How to use pip (with SSL) safely in Ubuntu Trusty?

The question is, how to safely install packages using pip on Ubuntu Trusty? Of course, I need to clarify why I think this is unsafe.

urllib3 provides InsecurePlatformWarning if you make an https request without several additional python libraries related to openssl before Python 2.7.9. This is a well-asked question and answer:

InsecurePlatformWarning: A true SSLContext is not available. This prevents urllib3 from properly configuring SSL

The problem is that if you install pip version 6 or so, it starts giving you this very warning, as you are installing something. From the official answer to the question:

https://urllib3.readthedocs.org/en/latest/security.html#pyopenssl

it looks like the problem is the Python ssl library. Did Pip just switch to the Python ssl library from openssl in the latest version? My assumption (possibly a bad assumption) is that pip used the Python library before, it just used an older version of urllib that didn't even give a warning. So it was unsafe all the time (although the particular concern seems to be somewhat recent).

Well, if that is the case, then the Ubuntu stock version is unsafe. I cannot use it to safely install material, to make it safe. No matter, I can just install the same things from the Ubuntu repository, which checks packages with GPG:

http://packages.ubuntu.com/search?keywords=python-ndg-httpsclient

Except as described above, available only in Utopic. On Trusty, I seem stuck.
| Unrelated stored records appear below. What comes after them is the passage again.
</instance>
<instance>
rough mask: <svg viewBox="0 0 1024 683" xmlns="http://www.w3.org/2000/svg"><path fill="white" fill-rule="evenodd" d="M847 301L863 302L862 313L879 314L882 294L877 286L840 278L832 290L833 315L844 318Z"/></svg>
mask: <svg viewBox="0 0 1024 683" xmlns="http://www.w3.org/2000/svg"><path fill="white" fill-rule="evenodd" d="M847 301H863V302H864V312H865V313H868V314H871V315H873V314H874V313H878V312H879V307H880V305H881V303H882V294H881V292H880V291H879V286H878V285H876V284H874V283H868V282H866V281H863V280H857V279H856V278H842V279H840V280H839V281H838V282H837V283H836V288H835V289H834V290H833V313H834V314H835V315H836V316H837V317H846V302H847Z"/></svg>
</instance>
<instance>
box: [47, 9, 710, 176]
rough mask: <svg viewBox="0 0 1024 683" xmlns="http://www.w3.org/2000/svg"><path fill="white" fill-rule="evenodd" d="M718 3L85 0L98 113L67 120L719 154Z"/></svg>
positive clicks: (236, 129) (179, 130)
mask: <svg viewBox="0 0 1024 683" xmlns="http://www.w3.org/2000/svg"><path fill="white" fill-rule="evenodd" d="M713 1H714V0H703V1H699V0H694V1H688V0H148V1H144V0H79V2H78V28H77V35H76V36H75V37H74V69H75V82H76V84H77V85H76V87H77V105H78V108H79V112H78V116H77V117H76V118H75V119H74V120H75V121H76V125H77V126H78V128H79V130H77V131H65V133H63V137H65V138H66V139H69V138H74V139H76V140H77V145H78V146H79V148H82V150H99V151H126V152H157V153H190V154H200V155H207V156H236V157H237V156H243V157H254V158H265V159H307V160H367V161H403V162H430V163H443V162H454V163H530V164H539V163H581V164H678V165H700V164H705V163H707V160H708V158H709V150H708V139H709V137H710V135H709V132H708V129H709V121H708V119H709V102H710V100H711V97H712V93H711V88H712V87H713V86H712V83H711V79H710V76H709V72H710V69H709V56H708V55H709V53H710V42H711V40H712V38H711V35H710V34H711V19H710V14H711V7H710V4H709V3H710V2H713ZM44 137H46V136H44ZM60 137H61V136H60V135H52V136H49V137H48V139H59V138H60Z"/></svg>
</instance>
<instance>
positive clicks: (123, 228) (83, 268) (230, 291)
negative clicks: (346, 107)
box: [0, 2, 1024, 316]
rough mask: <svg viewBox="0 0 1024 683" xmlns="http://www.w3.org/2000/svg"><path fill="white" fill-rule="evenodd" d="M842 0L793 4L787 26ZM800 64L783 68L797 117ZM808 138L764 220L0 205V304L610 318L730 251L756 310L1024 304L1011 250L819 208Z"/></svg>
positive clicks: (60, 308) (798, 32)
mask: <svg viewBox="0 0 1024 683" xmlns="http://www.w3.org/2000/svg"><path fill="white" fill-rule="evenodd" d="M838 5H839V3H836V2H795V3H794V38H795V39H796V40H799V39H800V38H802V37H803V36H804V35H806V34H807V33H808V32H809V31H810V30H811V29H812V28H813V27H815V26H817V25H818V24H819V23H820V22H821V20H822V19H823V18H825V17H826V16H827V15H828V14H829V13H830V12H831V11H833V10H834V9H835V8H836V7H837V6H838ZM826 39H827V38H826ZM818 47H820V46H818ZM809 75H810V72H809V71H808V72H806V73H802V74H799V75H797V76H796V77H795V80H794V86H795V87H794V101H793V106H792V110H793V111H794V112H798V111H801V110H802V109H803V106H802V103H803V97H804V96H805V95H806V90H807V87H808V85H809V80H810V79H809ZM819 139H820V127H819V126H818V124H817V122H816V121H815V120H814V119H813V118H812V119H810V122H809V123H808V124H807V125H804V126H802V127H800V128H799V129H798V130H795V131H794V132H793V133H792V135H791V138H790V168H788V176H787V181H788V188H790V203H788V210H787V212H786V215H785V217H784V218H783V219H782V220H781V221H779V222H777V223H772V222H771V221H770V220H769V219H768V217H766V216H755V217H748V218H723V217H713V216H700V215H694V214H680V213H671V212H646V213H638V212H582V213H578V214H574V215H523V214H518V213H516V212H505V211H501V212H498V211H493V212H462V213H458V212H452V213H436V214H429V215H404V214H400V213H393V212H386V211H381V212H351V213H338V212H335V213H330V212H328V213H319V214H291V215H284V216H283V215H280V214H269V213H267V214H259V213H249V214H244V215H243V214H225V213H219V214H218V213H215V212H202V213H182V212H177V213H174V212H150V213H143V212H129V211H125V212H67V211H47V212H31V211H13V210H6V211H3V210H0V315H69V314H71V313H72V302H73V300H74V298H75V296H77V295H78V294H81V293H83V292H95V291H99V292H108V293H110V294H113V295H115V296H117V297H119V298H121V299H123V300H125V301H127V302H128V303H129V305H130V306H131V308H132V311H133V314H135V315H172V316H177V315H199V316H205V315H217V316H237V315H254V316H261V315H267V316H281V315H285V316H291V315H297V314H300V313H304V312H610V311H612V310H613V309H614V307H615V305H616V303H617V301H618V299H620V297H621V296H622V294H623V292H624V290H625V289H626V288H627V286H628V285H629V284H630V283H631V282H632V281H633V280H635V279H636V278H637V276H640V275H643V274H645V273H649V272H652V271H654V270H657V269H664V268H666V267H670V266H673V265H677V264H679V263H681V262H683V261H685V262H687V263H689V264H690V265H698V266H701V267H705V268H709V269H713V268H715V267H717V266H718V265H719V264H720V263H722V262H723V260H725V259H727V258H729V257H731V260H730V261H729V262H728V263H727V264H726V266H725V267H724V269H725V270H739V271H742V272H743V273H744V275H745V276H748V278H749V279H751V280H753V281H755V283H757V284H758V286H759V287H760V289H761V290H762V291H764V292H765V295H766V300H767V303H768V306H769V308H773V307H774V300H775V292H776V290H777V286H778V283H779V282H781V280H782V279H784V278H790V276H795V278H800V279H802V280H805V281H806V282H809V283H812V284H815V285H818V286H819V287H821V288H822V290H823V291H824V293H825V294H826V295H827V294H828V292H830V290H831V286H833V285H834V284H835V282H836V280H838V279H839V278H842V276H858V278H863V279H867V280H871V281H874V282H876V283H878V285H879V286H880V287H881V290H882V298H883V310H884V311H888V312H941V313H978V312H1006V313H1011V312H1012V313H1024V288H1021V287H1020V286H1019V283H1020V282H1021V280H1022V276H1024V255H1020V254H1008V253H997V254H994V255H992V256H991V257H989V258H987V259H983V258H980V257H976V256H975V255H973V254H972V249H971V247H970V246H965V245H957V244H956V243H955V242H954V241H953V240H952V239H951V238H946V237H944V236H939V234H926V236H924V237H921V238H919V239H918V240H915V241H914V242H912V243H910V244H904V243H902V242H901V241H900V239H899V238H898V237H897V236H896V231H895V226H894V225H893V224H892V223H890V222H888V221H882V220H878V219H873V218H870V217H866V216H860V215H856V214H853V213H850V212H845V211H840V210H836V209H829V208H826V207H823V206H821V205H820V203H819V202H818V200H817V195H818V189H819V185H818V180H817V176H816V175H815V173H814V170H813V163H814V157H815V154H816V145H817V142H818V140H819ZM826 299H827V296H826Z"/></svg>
So what is the deal? Do I need to roll the dice and install these things unsafe once, and then safely use pip only after that? Or am I misunderstanding the situation?

+7
python pip ssl ubuntu
source share
2 answers

pip uses the standard default ssl library module (unless you install additional libraries that you mentioned). Prior to Python 2.7.9 and Python 3.2 (ish, I believe it was 3.2, maybe there was 3.1), the ssl module inside the standard library was not able to control certain settings related to ssl.

Some of these settings:

  • You cannot disable SSLv3 without explicit binding to TLSv1.0 (and you cannot connect to TLSv1.1 or TLSv1.2).
  • You cannot disable TLS compression.
  • You cannot use SNI, forcing every host you are trying to talk to not use SNI (or you need to disable TLS checking for these hosts).
  • You cannot say that OpenSSL prefers a shorter, but still trusted chain that was explicitly passed to it by the server. This means that some servers that might otherwise be verified will fail if the underlying certificate store removes weak 1024-bit root certificates.
  • On even older Pythons (2.6), you also cannot install ciphers, which means that you are stuck with any of the default OpenSSLs (often leading to unsafe or less optimal options).

How much you should do this is really up to you. If you install from PyPI, many of these things are simply not important, because we disable them on the server side, rather than relying on clients to implement them. However, requests (the base library pip uses to access the repository) raise these warnings (and the pip does not shut them down), because PyPI is often not the only place you are going to connect to, and these additional places may or may not take the same precautions as PyPI.

Source: I am a kernel developer and PyPI administrator.

+6
source share

I read the existing discussion and thought well, what should I do now?

Then I realized that the main problem that I encountered was that I was on Ubuntu 14.04, and the python version that it sends is erroneous. Therefore, I updated to 04/15.